Lumière ! L'aventure commence
Je ne sais pas à quoi je m'attendais exactement en allant voir ce film, mais en tout cas pas à rire, à être ému et émerveillé.
Pour moi les frères Lumière avait surtout produit des courts-métrages en plan fixe montrant des scènes de la vie quotidienne (comme le train arrivant en gare de La Ciotat).
Le charme de cette collection de 108 films de 50 secondes chacun est de nous faire découvrir bien d'autres aspects de leur oeuvre, qui finalement contient presque tout l'avenir du cinéma.
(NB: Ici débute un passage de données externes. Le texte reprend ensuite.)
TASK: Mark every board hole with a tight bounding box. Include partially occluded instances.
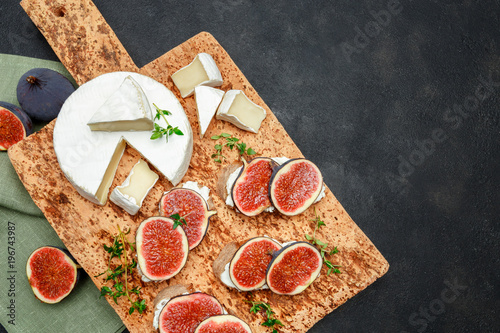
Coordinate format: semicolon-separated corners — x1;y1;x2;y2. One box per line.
53;6;66;17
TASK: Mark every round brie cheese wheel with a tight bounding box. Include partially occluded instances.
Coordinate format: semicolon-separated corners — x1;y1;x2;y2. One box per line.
53;72;193;205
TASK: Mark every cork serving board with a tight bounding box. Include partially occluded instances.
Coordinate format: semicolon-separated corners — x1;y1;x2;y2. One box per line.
9;0;389;332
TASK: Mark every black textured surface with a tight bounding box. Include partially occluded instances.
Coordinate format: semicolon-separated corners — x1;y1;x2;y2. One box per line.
1;0;499;332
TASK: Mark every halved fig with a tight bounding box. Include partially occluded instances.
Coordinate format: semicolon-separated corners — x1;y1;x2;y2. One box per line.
229;237;282;291
136;216;189;281
0;101;33;150
231;157;277;216
266;241;322;295
26;246;80;303
158;292;224;333
195;314;253;333
269;158;323;216
159;186;216;250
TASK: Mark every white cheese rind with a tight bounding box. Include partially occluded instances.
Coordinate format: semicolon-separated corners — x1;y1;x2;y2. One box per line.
181;181;211;203
225;166;242;208
194;86;224;138
54;72;193;206
171;53;223;98
87;75;154;131
216;90;266;133
110;159;159;215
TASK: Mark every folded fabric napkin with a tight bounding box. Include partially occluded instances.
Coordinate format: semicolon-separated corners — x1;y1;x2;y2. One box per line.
0;53;124;333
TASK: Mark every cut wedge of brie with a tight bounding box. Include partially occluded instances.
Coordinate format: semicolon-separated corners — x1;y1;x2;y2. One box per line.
216;90;266;133
110;159;159;215
194;86;224;138
87;75;154;131
171;53;223;98
53;72;193;206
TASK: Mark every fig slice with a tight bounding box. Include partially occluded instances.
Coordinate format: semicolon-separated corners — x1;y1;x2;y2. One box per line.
26;246;80;304
269;158;324;216
231;157;277;216
0;101;33;150
195;314;253;333
159;184;217;250
158;292;224;333
229;237;282;291
136;216;189;281
266;241;323;295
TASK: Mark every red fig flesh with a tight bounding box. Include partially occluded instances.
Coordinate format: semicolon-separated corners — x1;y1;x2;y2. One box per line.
0;102;33;150
136;216;189;281
269;158;323;216
231;157;276;216
159;292;224;333
266;242;322;295
195;314;253;333
159;187;216;250
26;246;80;303
229;237;282;291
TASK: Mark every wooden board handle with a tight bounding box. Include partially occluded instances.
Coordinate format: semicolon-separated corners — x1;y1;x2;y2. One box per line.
20;0;139;85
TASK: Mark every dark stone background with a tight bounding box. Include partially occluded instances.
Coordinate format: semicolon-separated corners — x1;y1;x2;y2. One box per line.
1;0;499;332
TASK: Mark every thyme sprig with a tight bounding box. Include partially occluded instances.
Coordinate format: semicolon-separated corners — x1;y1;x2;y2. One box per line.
210;132;256;163
170;213;188;230
245;299;283;333
150;103;184;142
95;225;146;315
305;208;341;275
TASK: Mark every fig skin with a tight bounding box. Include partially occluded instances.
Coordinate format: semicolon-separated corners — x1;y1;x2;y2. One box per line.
0;102;33;150
17;68;76;122
26;246;81;304
265;241;323;295
268;158;324;216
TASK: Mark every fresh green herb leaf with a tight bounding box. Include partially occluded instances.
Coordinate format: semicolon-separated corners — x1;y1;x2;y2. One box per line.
211;133;257;163
170;213;188;230
95;225;146;315
150;103;183;143
245;299;283;332
306;208;341;275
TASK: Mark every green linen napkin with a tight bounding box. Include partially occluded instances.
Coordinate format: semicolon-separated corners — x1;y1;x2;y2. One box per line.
0;53;125;333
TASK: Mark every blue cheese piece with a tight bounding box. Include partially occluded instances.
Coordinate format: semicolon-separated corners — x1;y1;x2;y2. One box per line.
171;53;223;98
87;75;154;131
110;159;159;215
216;90;266;133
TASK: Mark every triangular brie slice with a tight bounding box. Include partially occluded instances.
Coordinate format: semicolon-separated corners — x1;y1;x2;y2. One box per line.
87;75;154;131
194;86;224;138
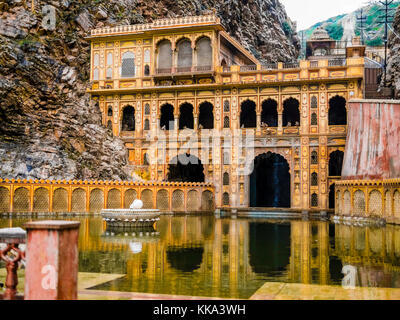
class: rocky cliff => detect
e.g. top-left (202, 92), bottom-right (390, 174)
top-left (385, 4), bottom-right (400, 97)
top-left (0, 0), bottom-right (299, 181)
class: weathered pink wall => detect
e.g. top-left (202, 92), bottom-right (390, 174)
top-left (342, 99), bottom-right (400, 180)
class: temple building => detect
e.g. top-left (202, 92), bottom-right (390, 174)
top-left (87, 14), bottom-right (366, 211)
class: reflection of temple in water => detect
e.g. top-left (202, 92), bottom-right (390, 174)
top-left (75, 217), bottom-right (400, 298)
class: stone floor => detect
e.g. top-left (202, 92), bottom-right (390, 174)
top-left (2, 269), bottom-right (400, 300)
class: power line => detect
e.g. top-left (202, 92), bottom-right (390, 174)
top-left (357, 8), bottom-right (367, 44)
Dans ces vignettes tournées à la fin du dix-neuvième siècle ou au tout début du vingtième, on trouve déjà : une science du cadre, des travellings latéraux et avant/arrière, de la profondeur de champ, du suspense, des trucages, du burlesque, de l'émotion, du documentaire, de l'abstraction, du documentaire au long cours, du comique de situation et un sens de la composition graphique admirable.
Parmi tous les bijoux présentés, j'ai particulièrement aimé les exercices très drôles des chasseurs alpins, la superbe progression de ces derniers dans la neige, l'incroyable plan des joueurs de foot qui regardent un ballon qu'on ne voit pas, le film sur les deux européennes qui jettent des pièces aux indigènes en Indochine comme à des pigeons, et le dernier film sur la petite fille asiatique qui court vers la caméra.
Les commentaires de Thierry Frémaux ont un ton parfaitement juste : à la fois enthousiastes et pondérés, parfois même nonchalants, ils éclairent avec tact et discernement ce qu'on voit à l'écran, signalant parfois un détail qu'on aurait probablement raté (comme cet homme infinitésimal dans le film sur le feu des puits de pétrole) ou éclairant brièvement l'agencement subtil de l'espace (comme les trois plans de ce merveilleux film du bateau mis à la mer).
On sort de la salle ému et enthousiaste, comme si notre amour immodéré du cinéma trouvait là sa justification et son origine.